Application of Broadband Power Amplifiers in the Measurement of Sound Velocity in Seawater Using Femtosecond Lasers
Experiment Name: Distance Measurement Based on Continuous Light Interference Fringe Counting
Research Direction: Investigation of Underwater Acousto-Optic Modulation Effects
Experimental Objective:
To measure the speed of sound in seawater using femtosecond lasers. The distance traveled by the acoustic wave was determined using a method based on continuous light interference fringe counting, while the flight time of the acoustic wave was measured using cross-correlation techniques. Based on these measurement methods, an experimental optical system was constructed in the laboratory to achieve high-precision measurement of sound velocity in seawater.
Testing Equipment:
ATA-122D broadband amplifier, signal generator, specimen, oscilloscope
Experimental Procedure:
A signal generator, in conjunction with a broadband amplifier (Aigtek, ATA-122D), was used to drive an ultrasonic transducer to emit acoustic pulse signals through the acousto-optic interaction region. The modulated signals of the pulsed light were focused by a lens, converted by a photodetector, and displayed on an oscilloscope.

Figure 1: Schematic Diagram of Acoustic Wave Flight Distance Measurement
The femtosecond laser was locked to an external frequency source (rubidium clock). The position of mirror M3 on the precision displacement stage was adjusted to ensure equal optical path differences between the reference and measurement optical paths. Simultaneously, mirror M4, along with precision displacement stage PDP3, was moved to ensure that continuous light emitted by the solid-state laser produced interference signals between the measurement and reference arms.

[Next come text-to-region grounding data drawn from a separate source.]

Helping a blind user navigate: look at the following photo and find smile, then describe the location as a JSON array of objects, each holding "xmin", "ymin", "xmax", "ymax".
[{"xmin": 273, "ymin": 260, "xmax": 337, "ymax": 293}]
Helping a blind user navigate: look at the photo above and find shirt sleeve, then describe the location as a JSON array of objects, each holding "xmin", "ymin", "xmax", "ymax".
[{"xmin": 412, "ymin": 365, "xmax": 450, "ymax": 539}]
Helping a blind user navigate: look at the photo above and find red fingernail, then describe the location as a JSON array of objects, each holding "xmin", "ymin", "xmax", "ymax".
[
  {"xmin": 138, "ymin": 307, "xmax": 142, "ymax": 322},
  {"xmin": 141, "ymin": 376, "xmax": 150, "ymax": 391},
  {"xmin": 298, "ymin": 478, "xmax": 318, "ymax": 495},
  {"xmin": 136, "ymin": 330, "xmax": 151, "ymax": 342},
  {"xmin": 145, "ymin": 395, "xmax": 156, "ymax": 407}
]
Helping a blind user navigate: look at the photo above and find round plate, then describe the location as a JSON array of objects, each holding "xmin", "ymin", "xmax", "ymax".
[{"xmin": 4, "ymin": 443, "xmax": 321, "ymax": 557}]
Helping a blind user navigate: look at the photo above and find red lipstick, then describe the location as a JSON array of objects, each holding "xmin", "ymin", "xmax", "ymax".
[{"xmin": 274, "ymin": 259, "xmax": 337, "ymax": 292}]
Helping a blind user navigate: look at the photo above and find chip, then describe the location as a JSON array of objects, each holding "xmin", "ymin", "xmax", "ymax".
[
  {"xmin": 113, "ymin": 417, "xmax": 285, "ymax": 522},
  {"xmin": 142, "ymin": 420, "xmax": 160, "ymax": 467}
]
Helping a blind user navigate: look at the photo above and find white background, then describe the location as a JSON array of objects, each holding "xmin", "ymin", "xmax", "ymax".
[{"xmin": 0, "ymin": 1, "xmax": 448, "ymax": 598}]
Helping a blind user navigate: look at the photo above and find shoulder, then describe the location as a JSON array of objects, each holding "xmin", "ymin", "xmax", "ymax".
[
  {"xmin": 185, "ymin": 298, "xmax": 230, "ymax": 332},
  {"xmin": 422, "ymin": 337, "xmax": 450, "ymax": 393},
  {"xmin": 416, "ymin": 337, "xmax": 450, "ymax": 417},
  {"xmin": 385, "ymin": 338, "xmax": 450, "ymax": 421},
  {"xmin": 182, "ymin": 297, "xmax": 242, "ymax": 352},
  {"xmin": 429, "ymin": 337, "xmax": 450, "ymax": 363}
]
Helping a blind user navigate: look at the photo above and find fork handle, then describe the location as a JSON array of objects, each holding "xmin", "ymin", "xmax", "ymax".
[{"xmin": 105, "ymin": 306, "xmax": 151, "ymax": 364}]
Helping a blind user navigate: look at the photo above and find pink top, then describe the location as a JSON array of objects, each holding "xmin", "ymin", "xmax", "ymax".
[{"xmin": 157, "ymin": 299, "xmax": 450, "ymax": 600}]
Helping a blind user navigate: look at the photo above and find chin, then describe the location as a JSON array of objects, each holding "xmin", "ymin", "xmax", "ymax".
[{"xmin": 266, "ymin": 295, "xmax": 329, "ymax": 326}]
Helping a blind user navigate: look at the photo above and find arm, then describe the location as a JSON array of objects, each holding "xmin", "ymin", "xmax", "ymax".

Figure 2: Schematic Diagram of Acoustic Wave Flight Time Measurement
To ensure the accuracy of the measured ultrasonic propagation distance, an air-floated platform was used to maintain a horizontal state. Fine adjustments of mirrors M1 and M2, fixed to the platform, ensured parallelism between the two measurement optical paths. Meanwhile, the position of mirror M6 on the displacement stage was adjusted to equalize the optical path differences between the reference and measurement paths. Similarly, the position of mirror M7 was adjusted, and beam splitter BS1 was used to divide the frequency comb into two perpendicular beams. These beams entered the dual Michelson interferometer, where the two measurement optical paths were continuously modulated by acoustic waves. A photodetector (PD) was used to capture the interference signals. During the experiment, temperature, salinity, and sound velocity sensors were placed in the water tank to monitor temperature and salinity in real-time. The measurement results were compared with those from the sound velocity sensor to validate the accuracy and feasibility of the method.
Experimental Setup:
The instruments used in this testing system mainly included a function generator, broadband amplifier, ultrasonic transducer, and photodetector. The function generator emitted signals, which were amplified by the broadband amplifier to drive the ultrasonic transducer. The generated ultrasonic waves passed through the acousto-optic interaction region. The modulated signals of the pulsed light were focused by a lens, converted by the photodetector, and finally displayed on an oscilloscope.
Experimental Results:
A sinusoidal signal of a specific frequency generated by the signal generator was amplified by the power amplifier and connected to the ultrasonic transducer. Continuous ultrasound was observed during the experiment. At higher ultrasonic frequencies, the acoustic wavelength becomes shorter, the diffraction angle increases, and the diffracted light of various orders becomes easier to separate. Experimental results showed that diffracted light generated by ultrasonic transducers operating at frequencies below 2 MHz mixed with the zero-order light, and no effective method currently exists to separate the diffracted light from the original incident light. Therefore, a 2 MHz ultrasonic transducer was used in this experiment. As shown in the figure below, the interference signal diagram between the original incident light and the first-order diffracted light collected in this environment is presented.

Figure 3: Interference Signal Diagram
After expanding the interference signal between the first-order diffracted light and the incident light, it was found that the optical wave corresponded one-to-one with the sinusoidal modulation signal of the acoustic wave, exhibiting good regularity. By interfering the first-order diffracted light with the original incident light, the experimental results demonstrated that the signals obtained by this method were affected by environmental factors, leading to waveform jitter, but overall stability was relatively good. As shown in the figure below, the black curve represents the results obtained from the sound velocity sensor, while the red solid circles represent the results obtained by this method. The measurement results from this experimental method closely matched those from the sound velocity sensor.

Figure 4: Sound Velocity Measurement Results at 23.02°C
Since the intensity of the first-order diffracted light is much weaker than that of the original incident light, when this method was integrated into the entire experimental system, the interference signals obtained from the second measurement optical path did not meet the ideal requirements. Therefore, based on the method of interfering the first-order diffracted light with the original incident light, future efforts should focus on improving the intensity of the first-order diffracted light to enhance the precision of seawater sound velocity measurements.